Dennoch kann er seine Augen nicht vor der Ungerechtigkeit verschließen, die er um sich herum sieht - die seltsamen Geschäfte, die Einige miteinander machen. Oder eben die Probleme, die die im Wald lebende Aussteigerin Zara mit ihrem Stiefvater hat.
Das Ganze ist in eine ausgeprägte Bildsprache gekleidet, die die Dinge nicht bei Namen nennt, sondern geschickt umschreibt. Daher richtet sich das Buch auch bewusst an Leserinnen und Leser ab sechzehn, die mit den ernsten Themen, die immer wieder anklingen, zurechtkommen, aber auch verstehen können, was die Autorin da gerade andeutet. Gelegentlich scheinen die Märchen- und reale Ebene sogar zu verschwimmen.

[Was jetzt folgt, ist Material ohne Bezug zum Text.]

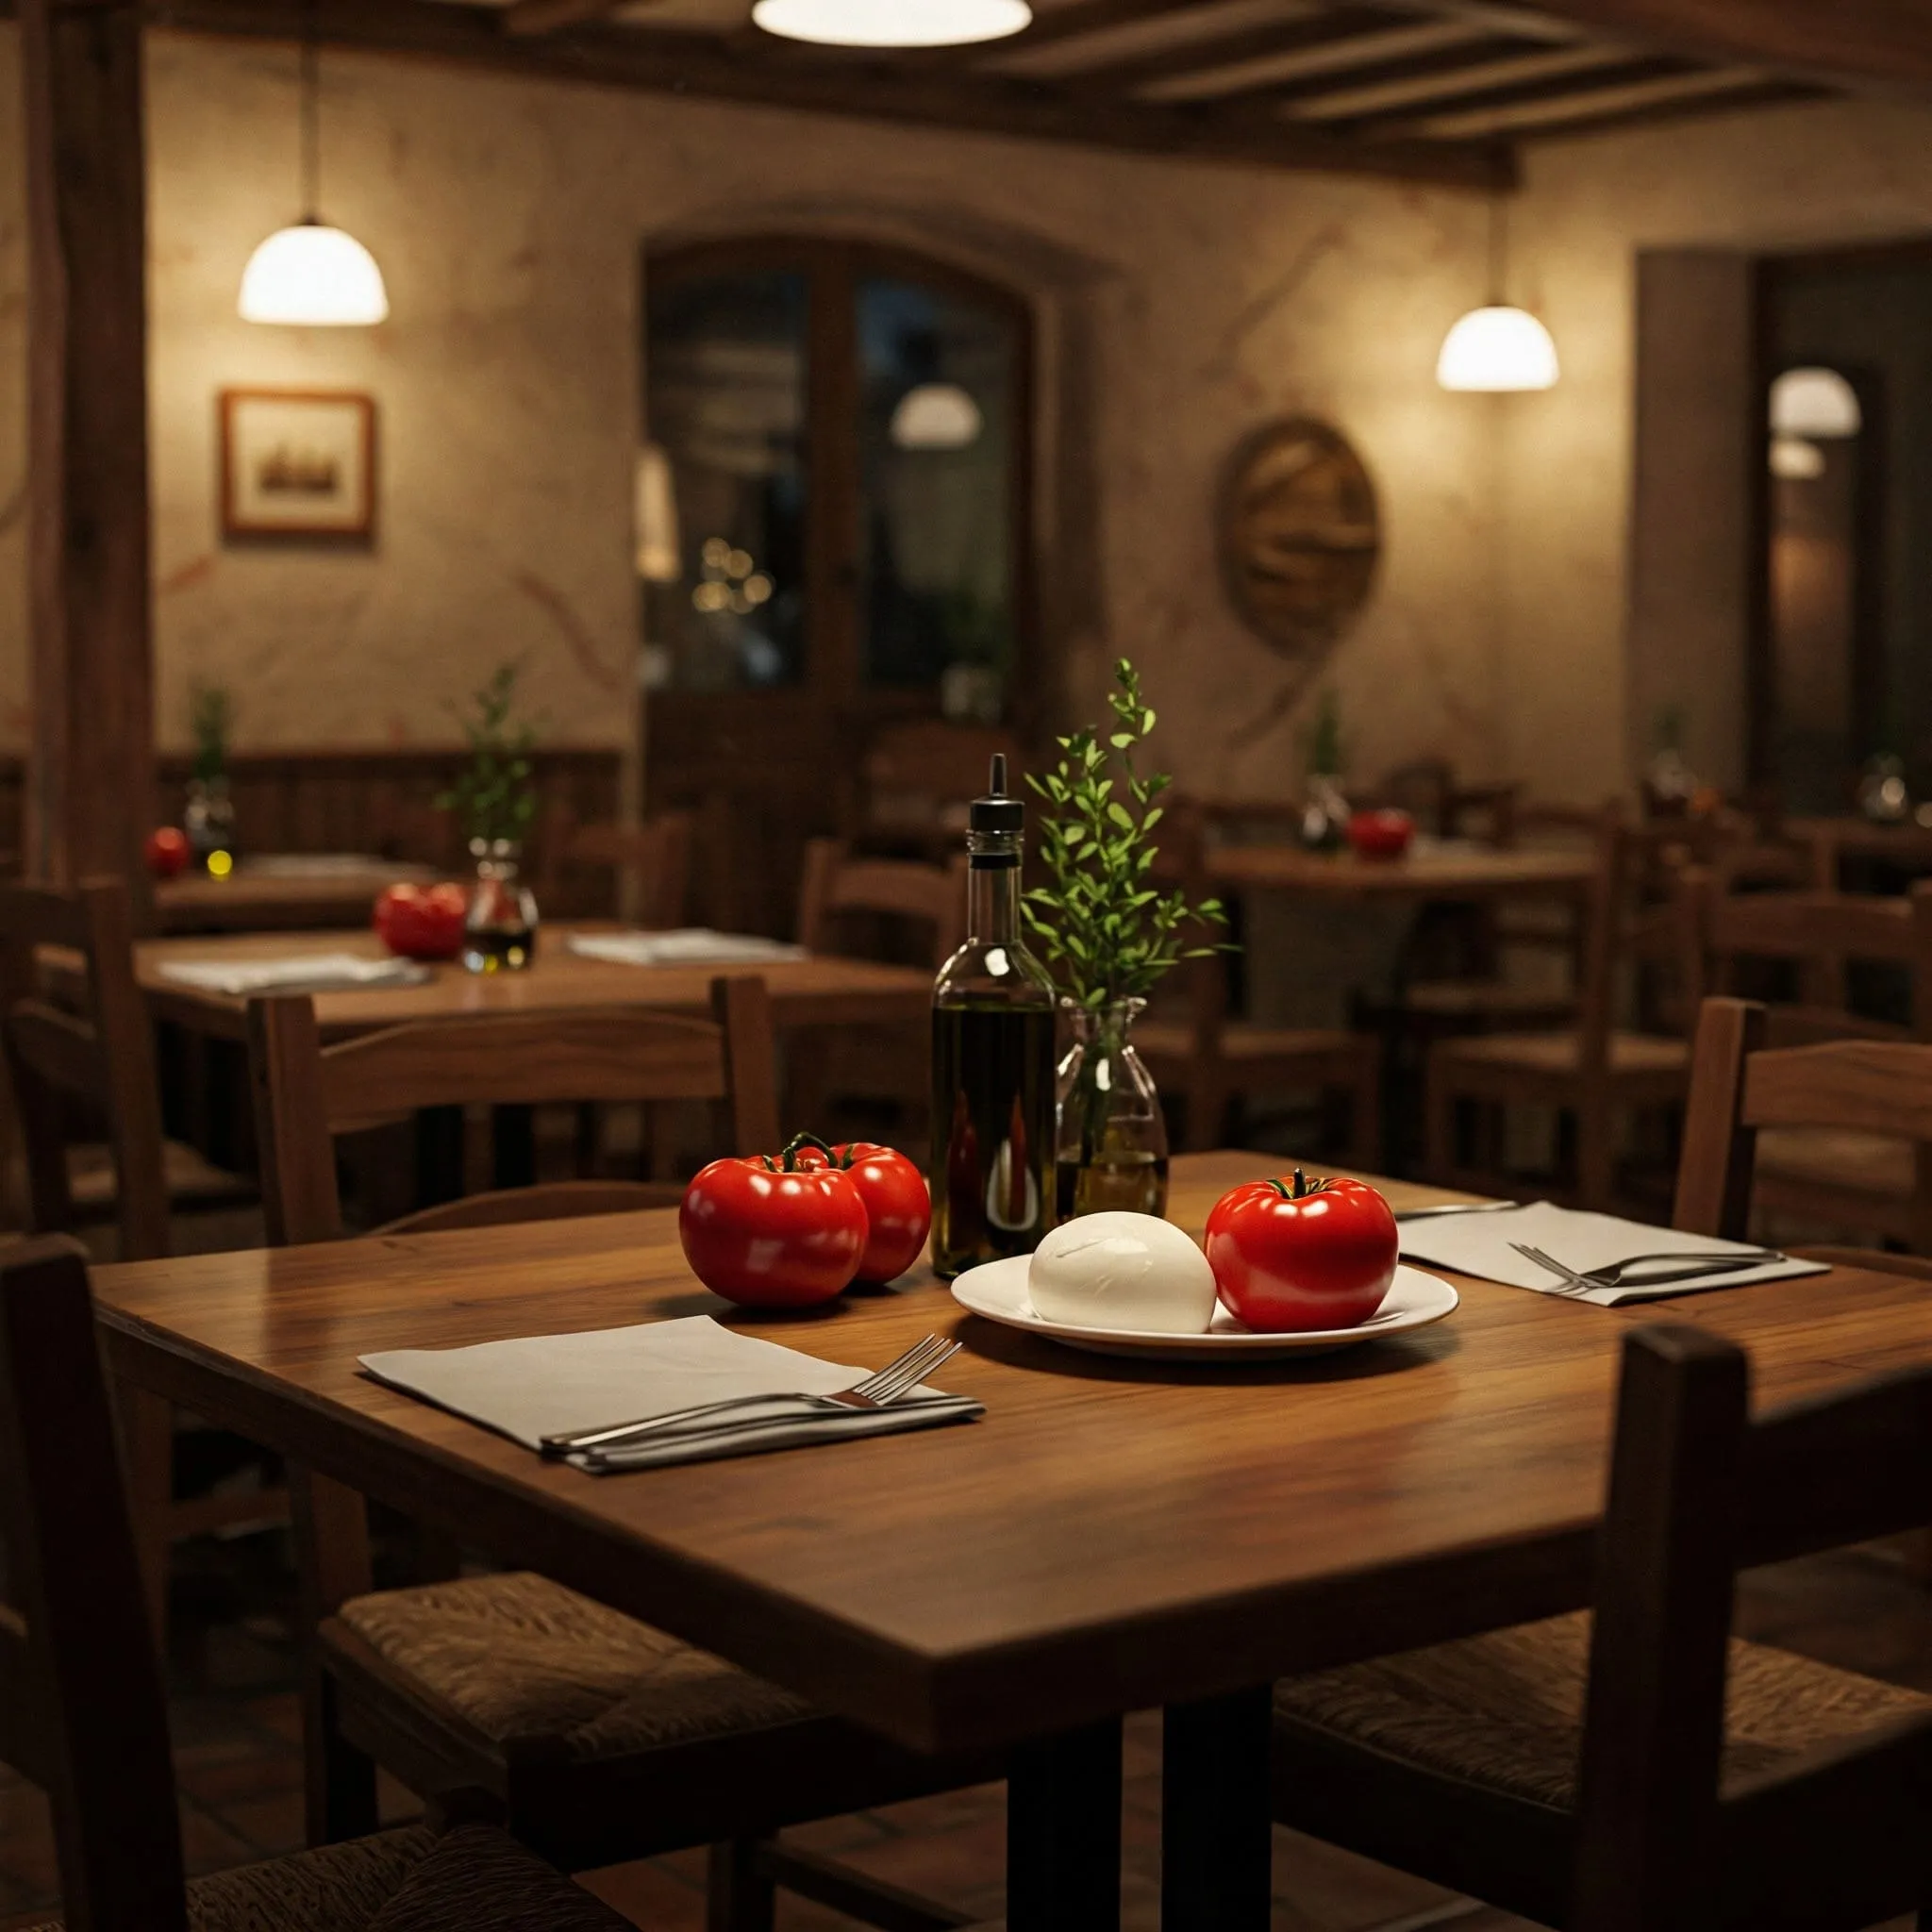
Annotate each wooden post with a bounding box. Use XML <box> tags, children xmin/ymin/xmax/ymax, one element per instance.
<box><xmin>22</xmin><ymin>0</ymin><xmax>155</xmax><ymax>900</ymax></box>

Am Ende fügen sich die Fäden zusammen und führen zu einem dramatischen Countdown. Allein die kryptische Auflösung lässt einen nicht ganz zufrieden zurück. Und man kann man das Buch auch genießen, wenn man den ersten Band nicht kennt.
Alles in allem ist „Im Schatten des Märchenerzählers“ ein eher anspruchsvoller Young-Adult-Roman, der düstere Mystik mit ernsten Themen verbindet und den Leser herausfordert, denn die Handlung wird nicht auf dem Silbertablett serviert, sondern muss sich ein wenig erarbeitet werden.